Data Kaspersky menunjukkan peningkatan 21 persen dalam deteksi serangan infostealers secara global dari 2023 hingga 2024.
Malware infostealer telah menjadi salah satu ancaman dunia maya yang paling meluas, menargetkan jutaan perangkat di seluruh dunia dan membahayakan data pribadi dan perusahaan yang sensitif.
Program berbahaya ini dirancang untuk mengekstrak kredensial, cookie, dan informasi berharga lainnya, yang kemudian dikumpulkan menjadi file log dan diedarkan di dark web.
Analis Digital Footprint di Kaspersky Alexandra Fedosimova menyebut 16 miliar data merupakan angka yang hampir dua kali lipat populasi Bumi, dan sulit dipercaya bahwa sejumlah besar informasi tersebut dapat terekspos.
Menurutnya, kebocoran ini merujuk pada kompilasi 30 pelanggaran data pengguna dari berbagai sumber. Kumpulan data (“log”) ini disebut diperoleh oleh penjahat dunia maya melalui infostealer dan insiden semacam itu terjadi setiap hari.
“Peneliti Cybernews mengumpulkan data ini selama enam bulan sejak awal tahun.

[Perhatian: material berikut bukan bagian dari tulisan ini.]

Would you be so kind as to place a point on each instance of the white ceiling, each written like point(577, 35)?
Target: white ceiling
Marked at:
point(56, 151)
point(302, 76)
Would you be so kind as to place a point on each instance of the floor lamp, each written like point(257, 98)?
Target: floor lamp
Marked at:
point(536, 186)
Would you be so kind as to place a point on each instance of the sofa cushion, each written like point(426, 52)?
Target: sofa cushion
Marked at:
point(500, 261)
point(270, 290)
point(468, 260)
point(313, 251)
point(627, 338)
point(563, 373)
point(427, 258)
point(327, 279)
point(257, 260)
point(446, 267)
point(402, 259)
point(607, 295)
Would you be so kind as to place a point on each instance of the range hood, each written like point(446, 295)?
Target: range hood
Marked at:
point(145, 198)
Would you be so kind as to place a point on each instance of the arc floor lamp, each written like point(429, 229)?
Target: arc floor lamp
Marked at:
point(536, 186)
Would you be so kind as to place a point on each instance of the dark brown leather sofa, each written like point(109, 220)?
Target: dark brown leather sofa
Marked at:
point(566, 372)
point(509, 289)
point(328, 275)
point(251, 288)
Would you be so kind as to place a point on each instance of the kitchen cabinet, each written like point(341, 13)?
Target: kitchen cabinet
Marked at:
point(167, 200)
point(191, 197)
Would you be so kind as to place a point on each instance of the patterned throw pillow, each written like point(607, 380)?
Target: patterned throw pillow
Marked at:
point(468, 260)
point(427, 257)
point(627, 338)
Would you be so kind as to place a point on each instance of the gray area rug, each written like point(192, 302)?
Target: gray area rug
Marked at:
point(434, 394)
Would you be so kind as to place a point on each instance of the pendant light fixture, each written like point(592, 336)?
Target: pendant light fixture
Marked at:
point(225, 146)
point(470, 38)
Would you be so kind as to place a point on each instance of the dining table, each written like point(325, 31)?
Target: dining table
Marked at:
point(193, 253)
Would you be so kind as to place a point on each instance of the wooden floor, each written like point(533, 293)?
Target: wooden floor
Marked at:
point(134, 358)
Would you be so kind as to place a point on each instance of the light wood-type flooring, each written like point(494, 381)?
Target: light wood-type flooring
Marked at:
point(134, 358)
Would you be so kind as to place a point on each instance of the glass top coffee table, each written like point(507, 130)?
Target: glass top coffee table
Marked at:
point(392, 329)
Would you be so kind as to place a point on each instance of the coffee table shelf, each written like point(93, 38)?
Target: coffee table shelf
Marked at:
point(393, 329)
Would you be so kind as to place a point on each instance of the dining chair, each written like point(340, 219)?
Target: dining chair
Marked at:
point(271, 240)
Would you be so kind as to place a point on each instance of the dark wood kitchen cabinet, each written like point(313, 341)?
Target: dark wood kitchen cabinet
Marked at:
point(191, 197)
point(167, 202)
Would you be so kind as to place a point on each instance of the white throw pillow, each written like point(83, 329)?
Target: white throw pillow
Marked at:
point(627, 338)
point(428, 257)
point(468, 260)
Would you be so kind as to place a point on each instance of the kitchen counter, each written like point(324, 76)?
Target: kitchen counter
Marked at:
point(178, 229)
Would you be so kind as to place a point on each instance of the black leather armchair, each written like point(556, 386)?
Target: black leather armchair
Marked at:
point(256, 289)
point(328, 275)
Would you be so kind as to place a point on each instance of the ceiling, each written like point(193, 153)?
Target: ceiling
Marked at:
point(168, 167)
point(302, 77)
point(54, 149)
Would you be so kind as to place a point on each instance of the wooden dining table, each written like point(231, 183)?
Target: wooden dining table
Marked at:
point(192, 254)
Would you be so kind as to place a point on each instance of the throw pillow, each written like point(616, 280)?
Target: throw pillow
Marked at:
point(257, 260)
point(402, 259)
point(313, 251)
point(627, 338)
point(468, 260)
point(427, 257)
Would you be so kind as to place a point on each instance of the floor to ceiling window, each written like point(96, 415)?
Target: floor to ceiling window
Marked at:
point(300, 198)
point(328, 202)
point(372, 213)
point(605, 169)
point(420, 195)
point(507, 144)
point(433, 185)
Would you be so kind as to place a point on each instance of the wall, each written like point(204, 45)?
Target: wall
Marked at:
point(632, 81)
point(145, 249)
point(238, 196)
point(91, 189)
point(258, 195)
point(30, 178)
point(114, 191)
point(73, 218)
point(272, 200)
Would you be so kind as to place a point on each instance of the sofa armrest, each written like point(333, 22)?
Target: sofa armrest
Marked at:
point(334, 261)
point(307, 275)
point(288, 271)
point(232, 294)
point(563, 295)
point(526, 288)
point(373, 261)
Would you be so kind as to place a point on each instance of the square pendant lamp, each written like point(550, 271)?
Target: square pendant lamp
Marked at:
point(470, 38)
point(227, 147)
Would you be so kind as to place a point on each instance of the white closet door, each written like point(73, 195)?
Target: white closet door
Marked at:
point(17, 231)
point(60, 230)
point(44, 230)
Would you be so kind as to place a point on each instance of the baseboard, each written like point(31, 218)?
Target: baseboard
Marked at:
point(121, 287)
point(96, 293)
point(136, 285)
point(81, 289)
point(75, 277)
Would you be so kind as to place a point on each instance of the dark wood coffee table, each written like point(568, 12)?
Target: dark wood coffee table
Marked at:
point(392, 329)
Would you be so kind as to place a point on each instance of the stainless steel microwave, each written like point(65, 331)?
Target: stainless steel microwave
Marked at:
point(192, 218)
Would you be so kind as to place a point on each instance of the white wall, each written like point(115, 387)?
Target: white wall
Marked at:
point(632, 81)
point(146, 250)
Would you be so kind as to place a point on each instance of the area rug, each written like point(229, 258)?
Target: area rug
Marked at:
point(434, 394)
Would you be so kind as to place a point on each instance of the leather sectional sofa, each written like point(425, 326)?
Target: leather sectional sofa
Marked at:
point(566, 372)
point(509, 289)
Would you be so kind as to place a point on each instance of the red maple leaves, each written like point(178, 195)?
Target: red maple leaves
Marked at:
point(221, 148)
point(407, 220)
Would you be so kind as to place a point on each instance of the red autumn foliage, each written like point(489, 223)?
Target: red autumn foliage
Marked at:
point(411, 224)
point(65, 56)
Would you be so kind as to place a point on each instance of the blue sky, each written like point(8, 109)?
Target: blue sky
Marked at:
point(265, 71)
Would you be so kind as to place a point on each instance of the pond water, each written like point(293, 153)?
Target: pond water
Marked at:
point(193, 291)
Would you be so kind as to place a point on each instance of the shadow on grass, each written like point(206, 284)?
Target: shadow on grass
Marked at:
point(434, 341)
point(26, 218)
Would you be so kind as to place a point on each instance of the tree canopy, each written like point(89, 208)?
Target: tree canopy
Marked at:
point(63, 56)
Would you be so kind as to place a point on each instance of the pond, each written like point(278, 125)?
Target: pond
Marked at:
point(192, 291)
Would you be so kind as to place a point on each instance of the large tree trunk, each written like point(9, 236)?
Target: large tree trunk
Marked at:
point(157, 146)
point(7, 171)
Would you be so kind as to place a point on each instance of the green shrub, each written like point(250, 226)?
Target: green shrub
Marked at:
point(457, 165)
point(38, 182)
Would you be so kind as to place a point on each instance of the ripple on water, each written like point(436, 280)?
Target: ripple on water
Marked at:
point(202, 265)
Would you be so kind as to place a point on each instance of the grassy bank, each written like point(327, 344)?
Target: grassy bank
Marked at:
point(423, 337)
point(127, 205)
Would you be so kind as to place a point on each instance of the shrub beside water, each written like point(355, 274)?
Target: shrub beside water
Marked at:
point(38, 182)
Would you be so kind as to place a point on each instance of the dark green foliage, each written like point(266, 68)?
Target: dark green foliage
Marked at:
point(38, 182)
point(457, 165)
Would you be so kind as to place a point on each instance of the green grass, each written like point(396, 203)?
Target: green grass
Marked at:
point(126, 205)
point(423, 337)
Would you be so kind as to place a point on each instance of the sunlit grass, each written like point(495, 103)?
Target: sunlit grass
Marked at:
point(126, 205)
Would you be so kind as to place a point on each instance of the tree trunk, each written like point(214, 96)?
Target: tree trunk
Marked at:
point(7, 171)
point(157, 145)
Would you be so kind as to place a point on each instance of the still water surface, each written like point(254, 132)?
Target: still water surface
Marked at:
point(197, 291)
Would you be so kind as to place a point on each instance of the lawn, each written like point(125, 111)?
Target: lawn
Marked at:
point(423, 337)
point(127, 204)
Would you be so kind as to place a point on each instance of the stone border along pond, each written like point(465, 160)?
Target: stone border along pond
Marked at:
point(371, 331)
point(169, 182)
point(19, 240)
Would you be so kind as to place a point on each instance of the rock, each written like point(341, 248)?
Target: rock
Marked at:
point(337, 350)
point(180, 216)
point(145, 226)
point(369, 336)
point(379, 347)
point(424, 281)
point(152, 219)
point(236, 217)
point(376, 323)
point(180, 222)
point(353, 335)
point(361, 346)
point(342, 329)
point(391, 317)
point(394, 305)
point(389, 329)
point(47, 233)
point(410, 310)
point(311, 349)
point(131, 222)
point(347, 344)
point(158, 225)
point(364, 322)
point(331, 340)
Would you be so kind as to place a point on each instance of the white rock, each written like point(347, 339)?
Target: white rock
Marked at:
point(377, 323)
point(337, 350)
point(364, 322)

Kumpulan data mereka kemungkinan berisi duplikat karena penggunaan kata sandi yang berulang di antara pengguna,” kata Fedosimova dalam keterangan yang diterima .com, Senin (23/6).
“Oleh karena itu, meskipun tidak ada basis data yang mereka temukan yang telah dilaporkan sebelumnya, ini tidak berarti kredensial ini sebelumnya tidak pernah bocor dari layanan lain atau dikumpulkan oleh infostealer lain,” tambahnya.
Fedosimova mengatakan hal tersebut secara signifikan mengurangi potensi jumlah data pengguna yang unik dan baru dalam kebocoran tersebut, meskipun menentukan perkiraan dan angka yang tepat sulit dilakukan tanpa analisis terperinci.
Lebih lanjut, Kepala Tim Riset dan Analisis Global Kaspersky (GReAT) untuk Rusia dan CIS Dmitry Galov menyebut riset Cybernews berbicara tentang agregasi beberapa kebocoran data dalam jangka waktu panjang. Hal ini, katanya, adalah cerminan dari ekonomi kejahatan siber yang berkembang pesat yang telah mengindustrialisasi pencurian kredensial.